En tant que Juif Mizrahi, je vis l’antisémitisme et l’invisibilité à l’intérieur et à l’extérieur de la communauté juive de manière particulière. Je pense beaucoup à l’impact que le colonialisme a eu sur ma famille syrienne. Les choses négatives que nous en sommes venues à penser de nous-mêmes, l’idée profondément enracinée que l’européanité est supérieure, civilisée et ce à quoi nous devrions aspirer. Je pense à la façon dont mon deuxième prénom est français – Renèe – du nom de ma grand-tante. Ma famille n’a jamais vécu en France, mais ils ont commencé à nous donner des noms français une fois que les Français ont colonisé la Syrie, au lieu de noms arabes et hébreux comme Bahia, Gabra et Moshe, qu’ils utilisaient depuis des siècles. Je pense aussi à la façon dont une forme spécifique d’antisémitisme, largement créée par des chrétiens européens, a été importée au Moyen-Orient par le colonialisme. Nous devons nous concentrer sur le rôle que les chrétiens européens ont joué dans la création d’un fossé entre juifs et musulmans et remettre en question la dichotomie qui divise nos communautés. Nous devons nous concentrer sur le démantèlement de l’hégémonie chrétienne et comprendre l’impact qu’elle a eu sur les juifs, les musulmans et toutes les personnes de couleur. Nous devons également reconnaître l’existence et les expériences des Juifs du Moyen-Orient et d’Afrique du Nord, d’autres Juifs de couleur et des Juifs de toutes les régions du monde, et l’importance d’avoir nos voix uniques centrées sur les mouvements de justice raciale. Comprendre l’antisémitisme peut être la première ressource qui tente d’aborder toutes ces nuances, histoires et identités. Même en 44 pages, il ne peut pas capturer toute la complexité de mon expérience Mizrahi, mais c’est un bon début.

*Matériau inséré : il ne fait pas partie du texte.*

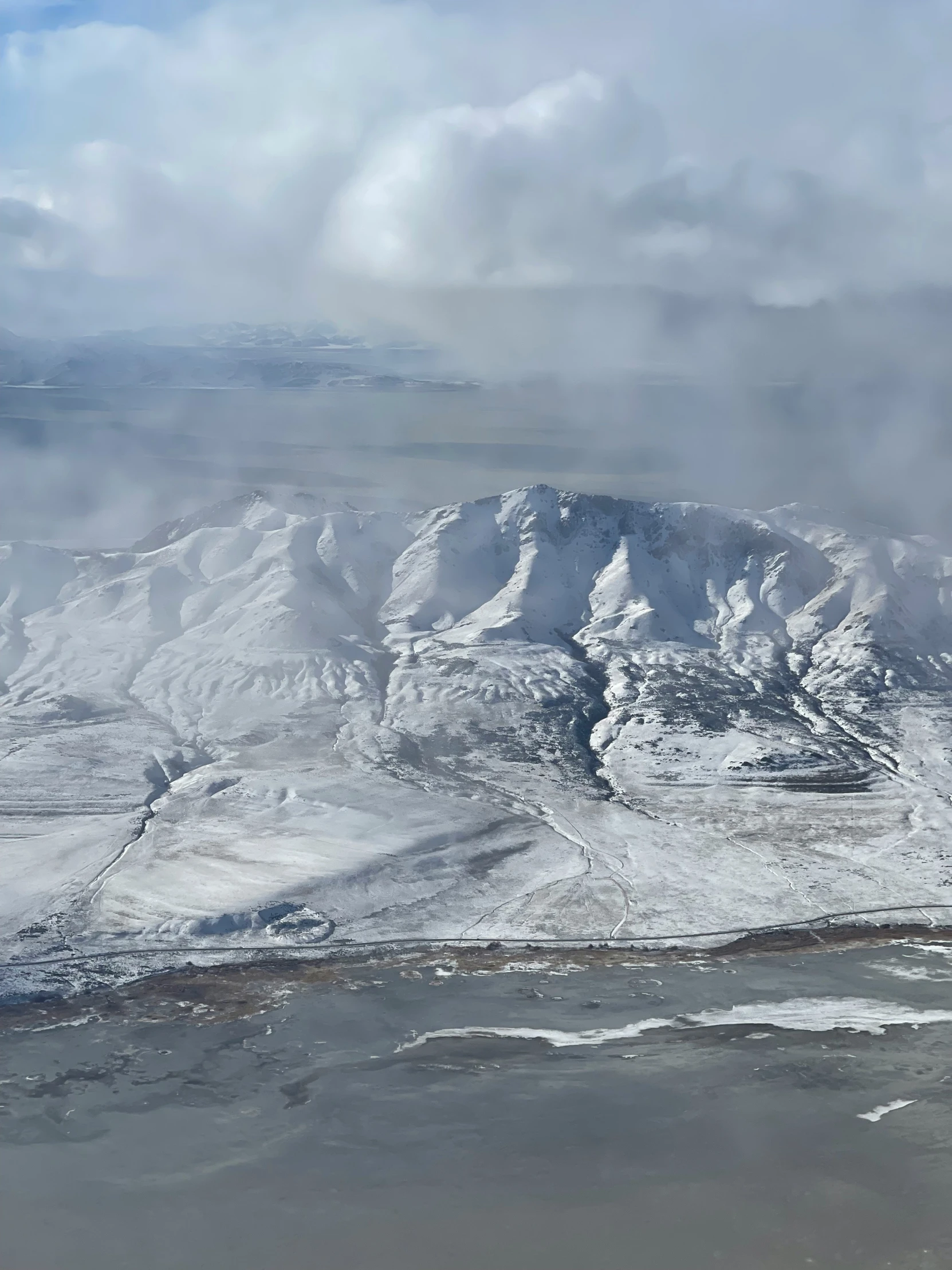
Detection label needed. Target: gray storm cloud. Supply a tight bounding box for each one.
[0,0,952,532]
[0,0,952,357]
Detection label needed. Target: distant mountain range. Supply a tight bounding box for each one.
[0,487,952,990]
[0,323,474,390]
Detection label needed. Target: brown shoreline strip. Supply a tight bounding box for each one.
[0,906,952,1031]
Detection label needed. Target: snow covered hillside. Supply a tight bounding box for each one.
[0,487,952,957]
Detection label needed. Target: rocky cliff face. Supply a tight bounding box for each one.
[0,487,952,970]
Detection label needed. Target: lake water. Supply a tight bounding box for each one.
[0,943,952,1270]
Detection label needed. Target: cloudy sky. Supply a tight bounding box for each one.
[9,0,952,540]
[0,0,952,348]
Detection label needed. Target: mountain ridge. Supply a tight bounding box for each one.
[0,485,952,985]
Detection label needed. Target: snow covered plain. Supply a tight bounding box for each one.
[0,487,952,980]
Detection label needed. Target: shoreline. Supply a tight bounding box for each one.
[0,906,952,1031]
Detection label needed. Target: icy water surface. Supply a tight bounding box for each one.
[0,945,952,1270]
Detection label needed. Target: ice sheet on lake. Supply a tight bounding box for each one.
[398,997,952,1053]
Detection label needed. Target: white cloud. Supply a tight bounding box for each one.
[0,0,952,355]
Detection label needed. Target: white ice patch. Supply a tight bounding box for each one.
[867,962,952,983]
[396,997,952,1053]
[857,1099,918,1124]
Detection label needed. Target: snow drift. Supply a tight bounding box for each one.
[0,487,952,957]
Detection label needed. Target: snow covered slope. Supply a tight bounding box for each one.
[0,487,952,957]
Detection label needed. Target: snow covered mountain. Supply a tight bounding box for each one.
[0,487,952,975]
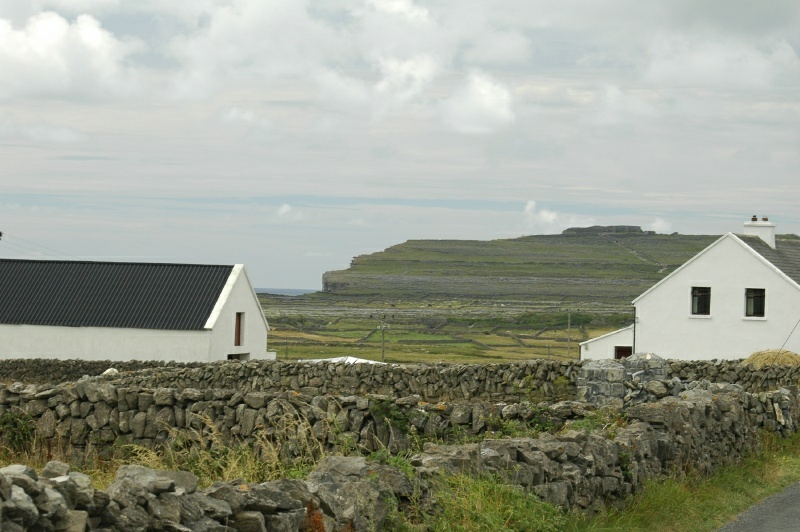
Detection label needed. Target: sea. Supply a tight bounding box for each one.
[256,288,319,296]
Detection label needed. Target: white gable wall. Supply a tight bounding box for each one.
[206,264,269,360]
[634,234,800,360]
[0,264,269,362]
[0,325,211,362]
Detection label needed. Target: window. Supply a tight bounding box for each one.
[614,345,633,360]
[744,288,767,318]
[692,286,711,316]
[233,312,244,345]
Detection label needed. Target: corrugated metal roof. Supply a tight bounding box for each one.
[736,235,800,284]
[0,259,233,330]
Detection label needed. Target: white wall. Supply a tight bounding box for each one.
[0,325,211,362]
[0,264,274,362]
[206,264,271,360]
[581,327,633,360]
[634,234,800,360]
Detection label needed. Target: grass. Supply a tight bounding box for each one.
[0,412,800,532]
[262,304,630,364]
[393,433,800,532]
[564,433,800,532]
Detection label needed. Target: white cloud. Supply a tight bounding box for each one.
[645,35,800,89]
[367,0,429,22]
[42,0,121,14]
[0,12,139,99]
[464,30,533,65]
[594,85,658,125]
[275,203,303,221]
[442,72,514,134]
[645,218,672,233]
[0,118,86,144]
[522,200,558,226]
[375,56,436,106]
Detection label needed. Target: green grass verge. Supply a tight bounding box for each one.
[393,434,800,532]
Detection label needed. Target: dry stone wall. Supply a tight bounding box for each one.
[0,379,800,530]
[0,359,800,402]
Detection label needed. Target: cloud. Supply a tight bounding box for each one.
[0,12,139,99]
[594,85,658,126]
[367,0,429,22]
[275,203,303,221]
[0,118,86,144]
[464,30,533,65]
[644,35,800,89]
[645,218,672,233]
[442,71,514,134]
[522,200,558,229]
[375,56,436,110]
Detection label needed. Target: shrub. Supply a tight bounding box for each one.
[0,411,36,453]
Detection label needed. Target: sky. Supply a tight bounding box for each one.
[0,0,800,289]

Je suis convaincu que nous devons travailler pour démanteler toutes les formes d’oppression – racisme, islamophobie, transphobie et tant d’autres – pour parvenir à la libération collective et mettre fin au sectarisme pour tous. La lutte contre l’antisémitisme doit faire partie de ce travail. En fait, l’une des principales conclusions de nos recherches sur l’antisémitisme est qu’il a toujours œuvré pour diviser et réprimer les mouvements révolutionnaires et pour empêcher les personnes qui subissent l’oppression de tenir leurs véritables oppresseurs responsables. En tant qu’organisateur, je crois profondément que nous devons aller à la racine d’un problème pour pouvoir l’éradiquer. Si nous continuons à blâmer les Juifs pour les problèmes du monde, comme l’ont fait mes collègues, nous ne ciblerons pas efficacement le racisme et le capitalisme et d’autres causes profondes réelles de l’injustice. C’est une raison importante pour les non-juifs soucieux de justice sociale de prendre le temps de s’informer sur l’antisémitisme. Mais je crois qu’il y en a une encore plus simple – la même raison pour laquelle nous travaillons à l’éradication de toutes les formes d’oppression : l’antisémitisme est mauvais et fait du mal aux Juifs.

Yasmin Renée Safdié est une travailleuse sociale mizrahi queer métisse, organisatrice communautaire et membre dirigeante de Jewish for Racial and Economic Justice.